Joshua P. Bell was born in Chicago, Illinois and raised in Clinton, Mississippi. These two are very different yet oddly similar. The Midwest, deep south, and everything in-between dictates much of what he enjoys creating. He graduated from Belhaven University with a B.A. in Dance. Much of his career has led him to perform in dance and theatre companies, music videos, as well as television and film. Poetry, fashion, painting, and music inform his creative process. His focused medium is dance and movement. Community building and understanding history are his passions. Knowing where he comes from and pursuing that information guides him. As he moves forward in the world he intends to continue researching dance and movement as it relates to his personal history.

Catherine Matushek is originally from Pittsburgh, PA, where she started playing viola at age 8 through her public school. She moved to New Orleans in 2015, and became a full-time member of the Louisiana Philharmonic Orchestra in 2019. Catherine was previously a member of the Erie Philharmonic, Firelands Symphony Orchestra, Cleveland Pops Orchestra, and CityMusic Cleveland Chamber Orchestra. She has also performed with the Canton, Mobile, Gulf Coast, and Pensacola Symphony Orchestras.

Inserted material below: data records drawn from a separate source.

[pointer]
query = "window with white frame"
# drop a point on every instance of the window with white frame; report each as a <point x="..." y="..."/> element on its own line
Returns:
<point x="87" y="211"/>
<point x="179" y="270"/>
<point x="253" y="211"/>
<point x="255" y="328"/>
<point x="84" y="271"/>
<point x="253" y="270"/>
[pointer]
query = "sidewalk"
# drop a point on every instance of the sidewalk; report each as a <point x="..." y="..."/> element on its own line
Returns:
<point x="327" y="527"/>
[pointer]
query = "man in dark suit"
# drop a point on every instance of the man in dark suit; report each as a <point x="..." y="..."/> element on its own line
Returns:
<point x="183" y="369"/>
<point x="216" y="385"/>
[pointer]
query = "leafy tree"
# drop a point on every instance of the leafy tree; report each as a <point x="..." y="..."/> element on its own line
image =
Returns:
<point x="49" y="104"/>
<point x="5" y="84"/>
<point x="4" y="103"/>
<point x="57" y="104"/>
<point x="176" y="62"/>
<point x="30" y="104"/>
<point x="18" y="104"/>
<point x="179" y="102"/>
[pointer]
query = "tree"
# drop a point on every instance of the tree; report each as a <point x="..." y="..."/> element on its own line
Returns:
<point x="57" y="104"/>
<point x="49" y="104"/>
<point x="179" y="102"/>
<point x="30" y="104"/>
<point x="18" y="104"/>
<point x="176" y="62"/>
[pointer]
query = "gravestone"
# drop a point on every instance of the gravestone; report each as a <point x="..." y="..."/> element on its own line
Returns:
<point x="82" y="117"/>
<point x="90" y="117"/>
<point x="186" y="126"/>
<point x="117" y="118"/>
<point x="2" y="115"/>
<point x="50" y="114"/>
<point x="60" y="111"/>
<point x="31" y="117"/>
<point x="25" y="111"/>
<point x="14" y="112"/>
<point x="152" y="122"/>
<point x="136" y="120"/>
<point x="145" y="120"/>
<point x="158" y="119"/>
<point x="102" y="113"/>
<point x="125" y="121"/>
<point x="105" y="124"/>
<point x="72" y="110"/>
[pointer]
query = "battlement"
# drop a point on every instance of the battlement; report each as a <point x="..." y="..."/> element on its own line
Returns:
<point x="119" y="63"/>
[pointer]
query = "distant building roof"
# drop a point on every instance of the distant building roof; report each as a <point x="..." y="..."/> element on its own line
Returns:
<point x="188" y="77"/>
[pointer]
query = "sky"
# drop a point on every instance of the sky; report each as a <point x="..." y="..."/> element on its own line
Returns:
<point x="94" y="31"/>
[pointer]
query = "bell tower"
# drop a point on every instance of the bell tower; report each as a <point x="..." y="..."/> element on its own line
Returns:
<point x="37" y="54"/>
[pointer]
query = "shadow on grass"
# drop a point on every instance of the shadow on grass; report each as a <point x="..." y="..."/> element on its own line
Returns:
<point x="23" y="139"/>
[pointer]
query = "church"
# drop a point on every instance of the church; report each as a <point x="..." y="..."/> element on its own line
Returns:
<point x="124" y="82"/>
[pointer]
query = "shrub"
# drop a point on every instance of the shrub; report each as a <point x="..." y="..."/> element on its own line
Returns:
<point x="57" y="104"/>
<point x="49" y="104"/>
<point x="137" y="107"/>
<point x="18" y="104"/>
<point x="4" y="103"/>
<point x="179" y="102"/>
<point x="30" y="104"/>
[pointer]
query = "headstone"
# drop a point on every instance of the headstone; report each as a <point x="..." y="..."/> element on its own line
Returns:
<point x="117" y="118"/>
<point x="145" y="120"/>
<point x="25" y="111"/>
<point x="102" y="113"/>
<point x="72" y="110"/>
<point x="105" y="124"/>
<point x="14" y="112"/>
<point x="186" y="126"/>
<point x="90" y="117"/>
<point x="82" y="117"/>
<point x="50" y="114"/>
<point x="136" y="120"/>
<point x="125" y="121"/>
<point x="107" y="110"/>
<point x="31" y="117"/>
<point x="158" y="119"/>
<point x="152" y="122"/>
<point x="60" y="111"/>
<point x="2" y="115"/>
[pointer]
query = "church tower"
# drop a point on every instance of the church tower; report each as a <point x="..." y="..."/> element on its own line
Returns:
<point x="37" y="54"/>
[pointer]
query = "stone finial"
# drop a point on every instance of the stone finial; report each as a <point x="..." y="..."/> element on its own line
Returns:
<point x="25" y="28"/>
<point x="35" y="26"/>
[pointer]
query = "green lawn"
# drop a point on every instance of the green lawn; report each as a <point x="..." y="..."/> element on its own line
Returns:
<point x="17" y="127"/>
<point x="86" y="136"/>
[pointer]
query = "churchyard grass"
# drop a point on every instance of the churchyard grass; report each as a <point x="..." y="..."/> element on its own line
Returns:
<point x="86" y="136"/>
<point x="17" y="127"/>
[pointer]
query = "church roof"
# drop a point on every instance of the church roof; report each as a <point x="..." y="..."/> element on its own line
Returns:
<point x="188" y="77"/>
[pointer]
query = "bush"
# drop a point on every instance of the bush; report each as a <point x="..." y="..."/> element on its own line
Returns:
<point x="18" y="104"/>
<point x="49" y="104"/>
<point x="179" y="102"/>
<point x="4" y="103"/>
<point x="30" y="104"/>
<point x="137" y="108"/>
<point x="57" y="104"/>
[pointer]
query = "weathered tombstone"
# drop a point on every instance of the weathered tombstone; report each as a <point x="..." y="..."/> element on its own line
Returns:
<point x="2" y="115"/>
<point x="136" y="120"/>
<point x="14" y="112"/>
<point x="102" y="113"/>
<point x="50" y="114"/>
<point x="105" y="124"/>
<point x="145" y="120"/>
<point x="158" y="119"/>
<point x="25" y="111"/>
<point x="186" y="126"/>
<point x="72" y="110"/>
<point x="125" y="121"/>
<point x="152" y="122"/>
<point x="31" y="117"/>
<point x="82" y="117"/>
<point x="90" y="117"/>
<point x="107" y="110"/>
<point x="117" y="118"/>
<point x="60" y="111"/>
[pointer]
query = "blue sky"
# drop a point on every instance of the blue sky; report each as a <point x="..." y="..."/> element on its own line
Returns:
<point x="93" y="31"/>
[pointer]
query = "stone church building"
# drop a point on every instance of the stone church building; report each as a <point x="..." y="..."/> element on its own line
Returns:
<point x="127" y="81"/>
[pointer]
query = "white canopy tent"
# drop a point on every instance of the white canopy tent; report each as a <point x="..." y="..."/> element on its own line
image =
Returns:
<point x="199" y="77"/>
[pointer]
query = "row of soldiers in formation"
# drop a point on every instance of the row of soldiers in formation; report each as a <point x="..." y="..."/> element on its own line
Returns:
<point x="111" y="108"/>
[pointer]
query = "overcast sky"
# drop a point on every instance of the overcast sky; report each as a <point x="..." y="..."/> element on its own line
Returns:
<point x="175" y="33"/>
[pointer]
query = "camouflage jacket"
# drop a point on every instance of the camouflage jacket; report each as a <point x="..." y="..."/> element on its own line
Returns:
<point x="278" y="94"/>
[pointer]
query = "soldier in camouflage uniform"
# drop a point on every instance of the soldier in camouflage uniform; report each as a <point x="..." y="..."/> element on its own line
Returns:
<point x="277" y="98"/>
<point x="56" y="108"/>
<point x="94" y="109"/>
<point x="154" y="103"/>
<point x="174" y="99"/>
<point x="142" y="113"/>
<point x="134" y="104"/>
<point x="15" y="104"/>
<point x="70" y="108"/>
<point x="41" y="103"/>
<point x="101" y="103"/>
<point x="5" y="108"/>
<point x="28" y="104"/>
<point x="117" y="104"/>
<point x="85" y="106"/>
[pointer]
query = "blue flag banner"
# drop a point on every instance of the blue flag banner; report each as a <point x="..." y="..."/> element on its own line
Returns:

Catherine completed her Bachelor and Master of Music degrees at the Cleveland Institute of Music, where she studied with Jeffrey Irvine and Lynne Ramsey. She has received chamber music coaching from members of the Cavani, Cleveland, Juilliard, and Takács Quartets. She is also a member of the New Orleans-based Radio Bird Quartet, a non-traditional string quartet that performs original arrangements of pop and rock tunes.

A committed educator, Catherine studied Suzuki pedagogy at the Cleveland Institute of Music. She has taught at the Cleveland School of the Arts, the Sato Center for Suzuki Studies, as a teaching assistant at CIM, and for El Sistema-inspired programs in Cleveland and New Orleans. She currently teaches 17 private violin and viola students aged 5-16, and is the lead teacher for the LPO’s Music for Life program. Catherine lives in Gentilly with her husband, Michael, and their cats, Clover and Percy. She enjoys cooking, playing video games, practicing yoga, and fostering kittens for the Louisiana SPCA.

Before moving to New Orleans, Gabrielle Fischler was a co-founding member of the conductorless string orchestra Palaver Strings, which is committed to diversifying the accessibility of classical music and promoting social justice and human welfare through cross-collaboration of the arts and unconventional partnerships. She currently works as a teaching artist and freelancer in the greater New Orleans area, serving on the faculty at the Ellis Marsalis Center. Gabrielle also serves as the Community Director of Lyrica Baroque where she helps facilitate arts integration projects built to enhance social-emotional learning, as well as projects such as NOLA Chamber Fest, a chamber music festival for young aspiring musicians and community members. In April 2018, Gabrielle helped launch the New Orleans chapter of Groupmuse, an organization dedicated to fostering and building community through art and classical music house concerts.